The deadly collapse in Kéniéty, a village in the Kéniéba district, claimed six women’s lives on a fateful Friday. Behind this tragedy lies a harsh reality: crippling economic hardship that forces mothers to gamble with death every day just to survive.
Mothers risking everything for their children’s survival
The sight of women laboring in Mali’s unstable artisanal gold mining sites is not a matter of choice—it’s a desperate survival tactic. Driven by absolute necessity to feed their families and meet basic needs, these women endure unimaginable working conditions. In the Kayes region, it’s common to see mothers toiling over 12 hours under scorching sun for mere grams of gold.
The relentless grip of poverty forces them into the most dangerous zones of mining operations. Often excluded from profitable mining galleries by male counterparts, they are relegated to abandoned pits or structurally compromised old mines. These “leftover” zones, deemed too hazardous by other miners, become their open-air graves when walls collapse under erosion.
Trapped in a cycle of extreme vulnerability
The risks extend far beyond sudden collapses.

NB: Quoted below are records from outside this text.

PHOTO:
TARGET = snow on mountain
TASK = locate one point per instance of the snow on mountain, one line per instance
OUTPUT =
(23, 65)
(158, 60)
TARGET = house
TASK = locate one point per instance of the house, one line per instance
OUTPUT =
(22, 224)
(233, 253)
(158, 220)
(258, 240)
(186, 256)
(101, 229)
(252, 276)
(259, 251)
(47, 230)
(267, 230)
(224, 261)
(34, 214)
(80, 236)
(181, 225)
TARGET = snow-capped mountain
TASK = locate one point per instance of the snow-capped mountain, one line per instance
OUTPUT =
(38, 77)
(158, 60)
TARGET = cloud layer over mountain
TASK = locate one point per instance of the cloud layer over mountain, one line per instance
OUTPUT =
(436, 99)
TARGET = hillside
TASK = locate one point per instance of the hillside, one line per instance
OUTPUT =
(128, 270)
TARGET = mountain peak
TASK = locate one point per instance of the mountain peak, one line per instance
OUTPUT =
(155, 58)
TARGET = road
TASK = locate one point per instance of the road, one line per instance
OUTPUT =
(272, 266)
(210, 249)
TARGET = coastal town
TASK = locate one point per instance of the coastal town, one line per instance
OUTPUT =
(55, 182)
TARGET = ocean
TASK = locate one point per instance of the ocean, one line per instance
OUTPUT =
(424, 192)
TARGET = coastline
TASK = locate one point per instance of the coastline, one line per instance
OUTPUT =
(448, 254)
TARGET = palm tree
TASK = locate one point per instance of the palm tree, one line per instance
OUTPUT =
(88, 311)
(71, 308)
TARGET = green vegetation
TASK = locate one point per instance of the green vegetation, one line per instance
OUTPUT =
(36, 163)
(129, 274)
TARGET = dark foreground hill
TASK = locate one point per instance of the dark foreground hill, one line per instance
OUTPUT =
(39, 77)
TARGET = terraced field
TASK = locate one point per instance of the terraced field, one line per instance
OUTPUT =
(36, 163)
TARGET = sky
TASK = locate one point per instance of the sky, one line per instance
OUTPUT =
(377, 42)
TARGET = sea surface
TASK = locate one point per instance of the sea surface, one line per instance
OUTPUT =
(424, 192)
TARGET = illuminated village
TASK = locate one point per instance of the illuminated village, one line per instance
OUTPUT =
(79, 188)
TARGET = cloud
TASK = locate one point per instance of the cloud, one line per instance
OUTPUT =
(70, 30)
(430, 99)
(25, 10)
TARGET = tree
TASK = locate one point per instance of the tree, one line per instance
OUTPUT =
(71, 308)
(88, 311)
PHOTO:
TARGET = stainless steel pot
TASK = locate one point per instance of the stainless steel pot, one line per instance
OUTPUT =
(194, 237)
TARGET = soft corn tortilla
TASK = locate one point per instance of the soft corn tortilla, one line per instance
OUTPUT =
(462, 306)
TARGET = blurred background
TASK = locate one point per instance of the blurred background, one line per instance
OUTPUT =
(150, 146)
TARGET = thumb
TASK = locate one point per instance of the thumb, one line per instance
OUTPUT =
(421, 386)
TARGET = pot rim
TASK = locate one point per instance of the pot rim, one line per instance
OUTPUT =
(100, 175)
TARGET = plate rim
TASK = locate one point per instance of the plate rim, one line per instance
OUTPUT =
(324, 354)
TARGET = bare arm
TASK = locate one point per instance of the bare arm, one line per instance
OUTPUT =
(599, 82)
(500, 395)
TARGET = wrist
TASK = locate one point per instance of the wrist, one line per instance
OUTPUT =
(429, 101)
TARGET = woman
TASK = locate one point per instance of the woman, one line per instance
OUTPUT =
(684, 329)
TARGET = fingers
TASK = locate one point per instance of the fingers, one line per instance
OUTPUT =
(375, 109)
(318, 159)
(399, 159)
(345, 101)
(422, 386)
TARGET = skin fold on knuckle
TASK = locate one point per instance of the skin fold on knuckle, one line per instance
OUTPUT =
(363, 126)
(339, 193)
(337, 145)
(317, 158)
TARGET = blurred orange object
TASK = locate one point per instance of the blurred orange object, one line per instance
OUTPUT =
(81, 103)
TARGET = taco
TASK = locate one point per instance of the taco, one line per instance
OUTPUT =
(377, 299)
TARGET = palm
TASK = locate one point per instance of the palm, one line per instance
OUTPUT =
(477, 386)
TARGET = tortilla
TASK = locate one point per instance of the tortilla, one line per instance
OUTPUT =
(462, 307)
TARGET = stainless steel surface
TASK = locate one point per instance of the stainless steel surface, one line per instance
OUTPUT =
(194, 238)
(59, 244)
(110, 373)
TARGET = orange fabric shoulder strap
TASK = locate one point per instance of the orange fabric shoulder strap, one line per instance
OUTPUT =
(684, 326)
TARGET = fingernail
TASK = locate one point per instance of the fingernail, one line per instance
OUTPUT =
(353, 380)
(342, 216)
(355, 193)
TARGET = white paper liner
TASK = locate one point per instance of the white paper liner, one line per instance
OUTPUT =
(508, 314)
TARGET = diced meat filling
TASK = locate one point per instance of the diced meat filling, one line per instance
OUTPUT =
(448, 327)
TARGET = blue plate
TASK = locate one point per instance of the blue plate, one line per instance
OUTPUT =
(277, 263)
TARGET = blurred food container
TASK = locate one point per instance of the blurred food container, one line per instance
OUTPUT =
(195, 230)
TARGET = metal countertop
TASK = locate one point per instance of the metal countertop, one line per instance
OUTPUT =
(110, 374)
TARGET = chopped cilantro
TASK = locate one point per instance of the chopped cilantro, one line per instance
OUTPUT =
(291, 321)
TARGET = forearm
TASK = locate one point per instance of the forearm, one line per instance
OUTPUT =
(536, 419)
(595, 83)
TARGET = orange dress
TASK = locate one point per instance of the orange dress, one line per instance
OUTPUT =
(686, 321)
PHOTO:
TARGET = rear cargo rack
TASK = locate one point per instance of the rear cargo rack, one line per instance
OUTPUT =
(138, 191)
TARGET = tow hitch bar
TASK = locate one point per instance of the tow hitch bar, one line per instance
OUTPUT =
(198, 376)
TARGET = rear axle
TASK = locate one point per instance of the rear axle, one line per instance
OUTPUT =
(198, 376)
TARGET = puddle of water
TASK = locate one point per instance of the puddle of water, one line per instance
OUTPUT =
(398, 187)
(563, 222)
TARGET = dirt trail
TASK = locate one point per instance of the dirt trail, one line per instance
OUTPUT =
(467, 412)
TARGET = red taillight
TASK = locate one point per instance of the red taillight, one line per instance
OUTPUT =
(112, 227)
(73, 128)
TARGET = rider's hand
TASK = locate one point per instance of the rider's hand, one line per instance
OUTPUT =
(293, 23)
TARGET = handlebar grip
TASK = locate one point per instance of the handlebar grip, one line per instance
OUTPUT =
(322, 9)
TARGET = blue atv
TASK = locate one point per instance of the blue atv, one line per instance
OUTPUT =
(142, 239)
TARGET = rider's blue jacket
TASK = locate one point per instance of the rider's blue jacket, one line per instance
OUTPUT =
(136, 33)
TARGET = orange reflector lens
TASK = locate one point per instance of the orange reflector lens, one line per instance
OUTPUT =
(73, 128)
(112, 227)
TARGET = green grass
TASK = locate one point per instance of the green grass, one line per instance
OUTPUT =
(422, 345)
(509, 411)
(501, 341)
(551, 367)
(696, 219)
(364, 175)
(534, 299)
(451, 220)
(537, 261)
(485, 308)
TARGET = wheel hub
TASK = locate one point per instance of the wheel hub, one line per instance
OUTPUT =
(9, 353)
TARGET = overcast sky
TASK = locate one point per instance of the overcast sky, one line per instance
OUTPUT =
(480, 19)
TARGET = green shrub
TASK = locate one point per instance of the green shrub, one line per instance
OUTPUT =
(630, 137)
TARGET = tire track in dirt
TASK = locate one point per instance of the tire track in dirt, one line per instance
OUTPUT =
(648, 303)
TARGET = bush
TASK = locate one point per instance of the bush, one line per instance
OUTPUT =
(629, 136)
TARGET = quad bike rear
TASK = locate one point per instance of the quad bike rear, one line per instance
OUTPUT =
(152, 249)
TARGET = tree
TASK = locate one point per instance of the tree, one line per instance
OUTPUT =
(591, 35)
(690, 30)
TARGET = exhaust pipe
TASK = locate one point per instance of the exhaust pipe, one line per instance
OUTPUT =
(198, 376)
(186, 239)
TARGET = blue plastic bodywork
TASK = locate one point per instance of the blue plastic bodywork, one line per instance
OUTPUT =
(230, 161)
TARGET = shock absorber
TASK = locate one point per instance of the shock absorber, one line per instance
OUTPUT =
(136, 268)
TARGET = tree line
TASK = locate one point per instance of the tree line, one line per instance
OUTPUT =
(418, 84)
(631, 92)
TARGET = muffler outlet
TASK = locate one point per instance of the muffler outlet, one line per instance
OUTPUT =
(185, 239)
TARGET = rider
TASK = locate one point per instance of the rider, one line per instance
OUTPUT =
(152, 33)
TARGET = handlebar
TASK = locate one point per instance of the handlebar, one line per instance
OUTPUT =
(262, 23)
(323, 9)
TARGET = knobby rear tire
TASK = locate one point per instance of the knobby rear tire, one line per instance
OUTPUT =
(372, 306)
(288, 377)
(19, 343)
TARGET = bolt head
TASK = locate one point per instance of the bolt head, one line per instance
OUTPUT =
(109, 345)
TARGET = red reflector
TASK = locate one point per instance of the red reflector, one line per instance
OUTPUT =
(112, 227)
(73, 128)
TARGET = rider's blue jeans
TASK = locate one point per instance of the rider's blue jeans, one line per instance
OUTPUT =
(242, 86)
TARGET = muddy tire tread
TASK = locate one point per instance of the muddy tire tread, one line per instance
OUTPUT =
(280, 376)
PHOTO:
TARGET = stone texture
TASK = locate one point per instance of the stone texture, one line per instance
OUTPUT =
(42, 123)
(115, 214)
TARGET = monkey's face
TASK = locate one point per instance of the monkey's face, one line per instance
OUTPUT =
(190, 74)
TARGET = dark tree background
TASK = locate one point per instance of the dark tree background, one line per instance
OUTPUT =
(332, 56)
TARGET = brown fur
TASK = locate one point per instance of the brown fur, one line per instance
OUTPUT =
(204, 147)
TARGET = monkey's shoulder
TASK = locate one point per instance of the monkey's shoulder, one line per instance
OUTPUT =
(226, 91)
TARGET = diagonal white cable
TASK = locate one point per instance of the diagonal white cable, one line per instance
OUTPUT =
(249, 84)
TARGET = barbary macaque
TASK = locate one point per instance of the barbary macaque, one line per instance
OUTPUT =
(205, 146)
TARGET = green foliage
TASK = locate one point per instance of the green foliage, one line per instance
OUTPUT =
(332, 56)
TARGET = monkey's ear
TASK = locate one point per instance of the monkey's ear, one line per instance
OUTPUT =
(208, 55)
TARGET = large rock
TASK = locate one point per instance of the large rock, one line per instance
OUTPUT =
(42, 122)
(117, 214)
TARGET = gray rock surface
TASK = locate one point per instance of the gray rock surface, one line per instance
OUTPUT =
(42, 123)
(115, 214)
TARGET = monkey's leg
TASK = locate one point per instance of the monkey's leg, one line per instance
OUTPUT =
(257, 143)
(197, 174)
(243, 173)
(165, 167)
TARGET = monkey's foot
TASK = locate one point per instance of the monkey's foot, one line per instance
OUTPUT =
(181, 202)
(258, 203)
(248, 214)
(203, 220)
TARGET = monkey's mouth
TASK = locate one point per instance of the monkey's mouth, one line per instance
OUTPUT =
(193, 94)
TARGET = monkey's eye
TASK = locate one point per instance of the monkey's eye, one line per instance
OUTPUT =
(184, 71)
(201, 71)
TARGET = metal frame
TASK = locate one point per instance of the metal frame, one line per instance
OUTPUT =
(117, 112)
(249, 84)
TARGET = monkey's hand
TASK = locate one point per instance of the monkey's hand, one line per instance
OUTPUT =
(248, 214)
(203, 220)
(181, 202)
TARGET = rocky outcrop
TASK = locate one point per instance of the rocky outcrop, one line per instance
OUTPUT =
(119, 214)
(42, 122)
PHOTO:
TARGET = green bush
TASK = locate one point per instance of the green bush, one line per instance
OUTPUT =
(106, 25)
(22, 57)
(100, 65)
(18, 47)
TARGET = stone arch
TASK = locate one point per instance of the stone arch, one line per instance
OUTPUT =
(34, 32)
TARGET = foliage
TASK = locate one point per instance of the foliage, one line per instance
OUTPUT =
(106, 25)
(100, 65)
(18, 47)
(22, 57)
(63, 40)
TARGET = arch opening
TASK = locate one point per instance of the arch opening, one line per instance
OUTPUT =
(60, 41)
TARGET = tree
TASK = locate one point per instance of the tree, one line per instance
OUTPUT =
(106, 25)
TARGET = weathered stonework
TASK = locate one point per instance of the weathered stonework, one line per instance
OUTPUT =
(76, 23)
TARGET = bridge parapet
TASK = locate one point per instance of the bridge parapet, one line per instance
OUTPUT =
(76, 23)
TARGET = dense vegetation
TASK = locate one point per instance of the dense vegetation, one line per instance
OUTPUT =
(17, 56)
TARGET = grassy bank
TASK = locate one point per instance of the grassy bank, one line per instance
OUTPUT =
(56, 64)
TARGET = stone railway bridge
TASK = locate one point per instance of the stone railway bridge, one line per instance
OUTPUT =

Due to their economic fragility, these women face a dangerous mix of health and social threats. Handling toxic substances like mercury without protection exposes them to irreversible illnesses. Their desperate search for gold also places them at higher risk of gender-based violence and exploitation on mining sites.
The Kéniéty tragedy, where six women—including two married—perished while scraping walls of an old Chinese-operated mine for gold, perfectly illustrates this cycle. Despite local rescuers’ swift response, the sheer weight of collapsing earth overpowered their fragile hope.
Urgent need for sustainable economic alternatives
For residents of Dialafara, managing post-mining landscapes has become a public safety crisis. When mining companies abandon regions leaving gaping craters, they essentially invite disaster for the poorest populations. Systematic site backfilling after extraction is now a critical demand to prevent women from risking their lives in these dangerous voids.
Beyond securing infrastructure, the focus must shift to empowerment. Military transition authorities, through social services, are urged to strengthen these women’s capacities and guide them toward alternative income-generating activities. Without genuine alternatives to gold trading, poverty will continue feeding victims to the depths of Mali’s earth.